5 things about the plague

Cars are parked on the square outside Lanzhou railway station in Lanzhou, north-west China's Gansu province, on May 7, 2014. -- PHOTO: AFP
Cars are parked on the square outside Lanzhou railway station in Lanzhou, north-west China's Gansu province, on May 7, 2014. -- PHOTO: AFP
This photograph depicts the colonial morphology displayed by Gram-negative Yersinia pestis bacteria, which was grown on a medium of chocolate agar, for a 72-hour time period, at a temperature of 25 deg C. -- PHOTO: WIKIMEDIA COMMONS

A man dies from bubonic plague. An entire city gets locked down and people are quarantined. Sounds like something straight out of a mediaeval history book.

But it is actually happening in China.

On July 16, a 38-year-old man died from the plague in Yumen in the northwestern province of Gansu. Subsequently, 151 people were quarantined and the city of 30,000 was sealed off with police setting up roadblocks around the perimeter of the city.

Here are five things you should know about the plague.

1. Bubonic plague is caused by the bacterium Yersinia pestis.

Once transmitted to humans, it can take three forms: pneumonic, septicemic and bubonic plagues. According to the Centers for Disease Control and Prevention in the United States, the bacteria circulates in rodent populations.

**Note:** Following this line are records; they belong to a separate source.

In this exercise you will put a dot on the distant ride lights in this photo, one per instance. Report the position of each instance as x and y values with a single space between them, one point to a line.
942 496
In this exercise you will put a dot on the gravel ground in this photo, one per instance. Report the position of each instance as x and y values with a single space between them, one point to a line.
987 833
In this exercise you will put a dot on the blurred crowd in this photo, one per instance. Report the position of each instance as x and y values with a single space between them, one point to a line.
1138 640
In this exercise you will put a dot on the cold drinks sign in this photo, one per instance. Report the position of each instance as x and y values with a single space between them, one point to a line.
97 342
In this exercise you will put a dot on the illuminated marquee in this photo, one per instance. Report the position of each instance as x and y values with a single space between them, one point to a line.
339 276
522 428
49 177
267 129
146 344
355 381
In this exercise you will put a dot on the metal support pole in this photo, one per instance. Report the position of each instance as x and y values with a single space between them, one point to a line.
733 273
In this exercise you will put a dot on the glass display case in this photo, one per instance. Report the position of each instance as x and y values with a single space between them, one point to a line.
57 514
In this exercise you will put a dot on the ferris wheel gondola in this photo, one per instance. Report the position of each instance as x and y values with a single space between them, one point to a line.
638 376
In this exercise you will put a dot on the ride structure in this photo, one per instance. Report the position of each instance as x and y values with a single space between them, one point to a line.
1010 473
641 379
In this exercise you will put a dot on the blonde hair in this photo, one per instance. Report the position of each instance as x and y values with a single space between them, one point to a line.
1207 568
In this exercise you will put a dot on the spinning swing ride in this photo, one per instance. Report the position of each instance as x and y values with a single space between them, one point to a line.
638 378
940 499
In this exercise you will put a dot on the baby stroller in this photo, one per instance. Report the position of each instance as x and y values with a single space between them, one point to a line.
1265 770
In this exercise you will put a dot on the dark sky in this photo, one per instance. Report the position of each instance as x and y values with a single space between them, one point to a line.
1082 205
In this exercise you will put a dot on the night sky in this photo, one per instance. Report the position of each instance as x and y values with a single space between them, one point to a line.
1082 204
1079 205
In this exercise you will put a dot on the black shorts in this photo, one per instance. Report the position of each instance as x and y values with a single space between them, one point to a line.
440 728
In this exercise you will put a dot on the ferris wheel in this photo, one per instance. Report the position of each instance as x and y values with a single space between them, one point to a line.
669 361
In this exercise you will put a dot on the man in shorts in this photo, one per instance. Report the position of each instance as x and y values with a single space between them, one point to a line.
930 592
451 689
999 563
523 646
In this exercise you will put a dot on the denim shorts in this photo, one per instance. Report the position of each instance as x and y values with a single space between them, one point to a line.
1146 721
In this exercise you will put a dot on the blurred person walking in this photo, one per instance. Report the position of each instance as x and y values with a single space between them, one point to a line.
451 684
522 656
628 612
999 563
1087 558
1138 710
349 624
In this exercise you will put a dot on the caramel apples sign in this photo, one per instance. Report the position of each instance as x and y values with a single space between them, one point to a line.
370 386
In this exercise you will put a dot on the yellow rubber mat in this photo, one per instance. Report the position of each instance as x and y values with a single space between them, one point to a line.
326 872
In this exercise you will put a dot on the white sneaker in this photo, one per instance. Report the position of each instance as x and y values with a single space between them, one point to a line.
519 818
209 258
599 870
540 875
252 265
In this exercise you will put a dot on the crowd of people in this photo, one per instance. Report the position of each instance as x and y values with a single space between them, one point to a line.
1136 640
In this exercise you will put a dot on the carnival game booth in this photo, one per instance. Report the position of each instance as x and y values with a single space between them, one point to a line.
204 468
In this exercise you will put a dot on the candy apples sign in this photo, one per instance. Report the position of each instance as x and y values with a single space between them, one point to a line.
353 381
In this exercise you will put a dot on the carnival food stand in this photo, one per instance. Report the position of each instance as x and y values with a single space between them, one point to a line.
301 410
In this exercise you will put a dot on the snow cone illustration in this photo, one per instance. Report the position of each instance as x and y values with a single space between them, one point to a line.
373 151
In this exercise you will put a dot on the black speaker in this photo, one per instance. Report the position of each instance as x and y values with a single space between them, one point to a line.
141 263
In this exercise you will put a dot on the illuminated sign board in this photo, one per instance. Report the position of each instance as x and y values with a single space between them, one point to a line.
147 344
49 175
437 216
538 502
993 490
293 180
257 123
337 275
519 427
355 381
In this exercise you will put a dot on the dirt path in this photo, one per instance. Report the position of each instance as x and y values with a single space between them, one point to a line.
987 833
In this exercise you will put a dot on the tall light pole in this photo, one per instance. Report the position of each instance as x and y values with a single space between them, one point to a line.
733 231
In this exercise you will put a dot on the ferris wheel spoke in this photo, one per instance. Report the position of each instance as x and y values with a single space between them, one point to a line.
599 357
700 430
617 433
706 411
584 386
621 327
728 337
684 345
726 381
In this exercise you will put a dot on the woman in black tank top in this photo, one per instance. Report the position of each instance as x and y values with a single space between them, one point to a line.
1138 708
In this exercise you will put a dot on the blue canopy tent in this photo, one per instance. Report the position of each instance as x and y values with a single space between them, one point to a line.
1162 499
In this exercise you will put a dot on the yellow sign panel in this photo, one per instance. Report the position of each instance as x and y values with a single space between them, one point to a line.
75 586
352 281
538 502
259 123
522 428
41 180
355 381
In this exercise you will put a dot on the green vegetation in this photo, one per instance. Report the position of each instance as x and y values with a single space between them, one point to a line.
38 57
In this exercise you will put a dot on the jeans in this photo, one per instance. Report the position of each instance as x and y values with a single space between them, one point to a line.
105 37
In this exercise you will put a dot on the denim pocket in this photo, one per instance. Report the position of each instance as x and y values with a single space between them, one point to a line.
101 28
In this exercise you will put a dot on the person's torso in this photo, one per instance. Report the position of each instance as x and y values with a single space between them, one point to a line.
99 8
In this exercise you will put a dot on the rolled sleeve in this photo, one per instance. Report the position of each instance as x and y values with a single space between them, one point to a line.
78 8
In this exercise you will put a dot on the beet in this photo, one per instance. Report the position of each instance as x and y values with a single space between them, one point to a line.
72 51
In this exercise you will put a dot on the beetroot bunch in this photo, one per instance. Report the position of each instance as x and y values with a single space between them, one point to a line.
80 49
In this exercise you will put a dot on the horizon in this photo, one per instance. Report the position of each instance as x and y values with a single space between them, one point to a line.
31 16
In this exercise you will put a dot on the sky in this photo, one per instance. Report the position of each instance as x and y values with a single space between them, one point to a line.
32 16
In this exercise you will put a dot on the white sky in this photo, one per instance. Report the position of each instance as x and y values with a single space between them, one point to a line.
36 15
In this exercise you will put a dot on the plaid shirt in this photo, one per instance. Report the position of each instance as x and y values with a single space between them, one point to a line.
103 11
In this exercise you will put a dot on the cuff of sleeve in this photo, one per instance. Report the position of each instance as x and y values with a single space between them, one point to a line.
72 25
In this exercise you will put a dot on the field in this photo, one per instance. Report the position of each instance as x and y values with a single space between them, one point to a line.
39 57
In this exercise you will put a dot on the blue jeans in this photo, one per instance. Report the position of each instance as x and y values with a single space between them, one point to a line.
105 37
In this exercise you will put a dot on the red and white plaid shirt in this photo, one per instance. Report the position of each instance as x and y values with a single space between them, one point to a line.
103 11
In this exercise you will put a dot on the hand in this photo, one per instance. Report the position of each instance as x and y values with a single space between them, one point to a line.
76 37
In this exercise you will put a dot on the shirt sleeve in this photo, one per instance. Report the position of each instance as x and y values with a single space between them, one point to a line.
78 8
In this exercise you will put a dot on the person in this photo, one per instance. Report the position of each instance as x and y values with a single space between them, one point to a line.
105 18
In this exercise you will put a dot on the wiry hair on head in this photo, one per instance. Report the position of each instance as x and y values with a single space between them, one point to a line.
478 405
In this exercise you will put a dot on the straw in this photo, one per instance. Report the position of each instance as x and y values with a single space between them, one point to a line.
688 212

2. There is a common belief that the bubonic plague is spread by rats.

It is actually spread by fleas that feed on the blood of infected rats and which then go on to feed on humans.

Flea bites are not the only way the disease can be spread. A human coming into contact with fluids and tissues of an infected animal can catch it, as is likely in the case of the man who died in China. Media there reported that he caught the disease from a dead marmot, a large squirrel.

An infected person could also cough out droplets containing the bacteria and another person breathing in the droplets could be infected by pneumonic plague. This method of transmission requires close contact before a healthy person can catch the disease.

3. The first recorded incidence of widespread plague was the Justinian plague in the 6th century.

Named for the Byzantine emperor Justinian I, the pandemic began in 541AD and recurred periodically for the next 200 years, killing an estimated 100 million people in Europe.

There was another outbreak in the 14th century called the Black Death, which began in China in 1334 and spread along the famous Silk Road to Europe where it killed an estimated 60 per cent of the population.

China was again the source of the third pandemic, the Modern Plague, in the 1860s. It spread to Hong Kong and was taken all over the world by rats which travelled on steamships. This pandemic killed about 10 million people.

But this time, scientists figured out how the plague was being spread and in urban areas, pest control meant that rat-associated plague was brought under control.

4. With modern antibiotics and prompt identification of symptoms and treatment, the disease is not fatal.

All plague infections begin with fever, headaches and chills. But patients will then develop other symptoms. Bubonic plague is named for the painful swelling of lymph nodes (also called buboes) experienced by patients.

In the case of septicemic plague, an infected person will suffer bleeding into skin and other organs, and skin and other tissues may turn black and die. Septicemic plague can appear first, or develop from untreated bubonic plague.

Pneumonic plague can develop from both bubonic and septicemic plague after the bacteria spreads to the lungs. It causes the infected person to cough bloody or watery mucous.

5. While associated with historic pandemics, there are still outbreaks of the disease in the modern world.

The World Health Organization tracks outbreaks of the disease and a list of outbreaks since 2001 can be found on its website.

According to WHO, the disease remains endemic "in the tropics and subtropics and in warmer areas of temperate countries". It also notes that "plague may reoccur in areas that have long remained silent".